Evaluating buprenorphine prescribing and opioid related health outcomes
Christopher L. Rowe, Jennifer Ahern, Alan Hubbard, Phillip O. Coffin
Post written by Irene Liu
In the midst of an ongoing opioid epidemic in the U.S., expanding access to effective treatment for opioid use disorder (OUD) is critical to the nation’s response. Medications like methadone and buprenorphine have been shown to be significantly effective in reducing opioid use and risk of related health encounters and mortality, but few individuals with OUD end up receiving any. Unlike methadone, buprenorphine is available in office-based settings and can be dispensed by pharmacies, potentially reducing patient burden and barriers to treatment retention. However, one constraint to buprenorphine access has historically been the federal waiver program, which limited the physicians able to administer, dispense, and prescribe buprenorphine and the number of patients they could prescribe to.
In 2016, there were two important policy changes made in an effort to expand buprenorphine prescribing capacity to meet treatment need:
 Increased prescribing capacity for existing buprenorphine providers:
The Substance Abuse and Mental Health Services Administration (SAHMSA) increased the patient limit from 100 to 275 for physicians who had prescribed buprenorphine to 100 patients for at least one year (MD/DO-275)
 Increased supply of buprenorphine providers:
The Comprehensive Addiction and Recovery Act (CARA) allowed nurse practitioners and physician assistants to start prescribing buprenorphine for OUD (NP/PA).
This recently-published article, authored by Christopher Rowe, examines the uptake of the new NP/PA and MD/DO-275 waivers and their associations with buprenorphine prescribing and opioid related health outcomes in California.
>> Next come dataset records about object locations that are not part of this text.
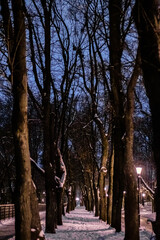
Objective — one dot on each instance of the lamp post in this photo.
(139, 170)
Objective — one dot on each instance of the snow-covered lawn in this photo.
(82, 225)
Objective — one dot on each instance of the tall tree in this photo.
(25, 191)
(147, 22)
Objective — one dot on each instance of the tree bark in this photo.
(131, 197)
(118, 111)
(110, 190)
(20, 128)
(146, 15)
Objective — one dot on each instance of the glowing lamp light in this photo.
(139, 170)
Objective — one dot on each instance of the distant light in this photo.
(139, 170)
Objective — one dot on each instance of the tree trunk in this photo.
(36, 229)
(110, 190)
(118, 111)
(131, 197)
(147, 22)
(20, 128)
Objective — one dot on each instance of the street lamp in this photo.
(139, 170)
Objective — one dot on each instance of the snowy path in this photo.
(82, 225)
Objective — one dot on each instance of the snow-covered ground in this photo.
(83, 225)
The analysis was done on statewide administrative data between 2010 and 2018, namely: (1) counts of waivers by type, month, and county from SAMHSA, (2) individual-level buprenorphine prescription data from California’s controlled substance monitoring program (CURES 2.0), (3) individual-level opioid related mortality data, and (4) individual-level opioid-related emergency department visit and hospitalization data.
The authors found that the number of waivered providers and the overall buprenorphine prescribing capacity increased substantially in California after these policies were implemented. In metropolitan counties, each additional MD/DO-275 waiver was associated with a 2.8% increase in buprenorphine. In nonmetropolitan counties, each additional NP/PA and MD/DO-275 waiver was associated with a 2.6% and 5.8% increase in buprenorphine prescribing, respectively. Although these percentages may seem small, scaled to a median-sized county in California, they translate into an 4.1% increase in the buprenorphine patient rate and 5% increase in the total buprenorphine prescription rate for every new MD/DO waiver of up to 275 patients. Since by the end of 2018, there were 720 and 229 active NP/PA waivers and MD/DO-275 waivers, respectively, that’s a lot more buprenorphine out there being prescribed!
These results were especially encouraging for expanding treatment access in rural areas, complementing other studies that have shown that NP/PA waivers accounted for the majority of increases in the rate of waivered providers in rural areas from 2016 to 2019, and projected that NP/PA waivers will increase the number of rural patients treated with buprenorphine by 15%. That being said, state-level differences in existing supply of buprenorphine prescribers and scope of practice restrictions may temper NP/PA waiver uptake, warranting more targeted policy solutions to expand the workforce in persistently underserved areas.
No associations were found between the NP/PA and MD/DO-275 waivers and opioid-related health outcomes, likely due to the continuing underutilization of these novel waiver types. Researchers may need to wait a little longer- this study looked at health outcomes data spanning up to 2018, only 2 years after the first NP/PA and MD/DO-275 waivers were granted.
While the individual-level protective effects of buprenorphine are well established, more work can be done to translate these benefits meaningfully at the population-level. These new policies target the supply and prescribing capacity of prescribers, and while promising, do not specifically address other barriers to buprenorphine utilization like lack of training and support among providers, poor care coordination, inadequate reimbursement, and stigma among providers and patients. Even for clinicians who have successfully obtained a waiver, the results of a 2018 survey suggests that many are prescribing well below their patient limit, if at all.
Nevertheless, Rowe’s findings add to a growing body of evidence that expanding buprenorphine prescribing is an effective way to increase access to life-saving medications, and possibly moving towards getting rid of the waivers altogether. Most recently, the Department of Health and Human Services released new practice guidelines that have removed training requirements for providers treating up to 30 patients, in the effort to encourage more practitioners into the ranks of buprenorphine waiver holders.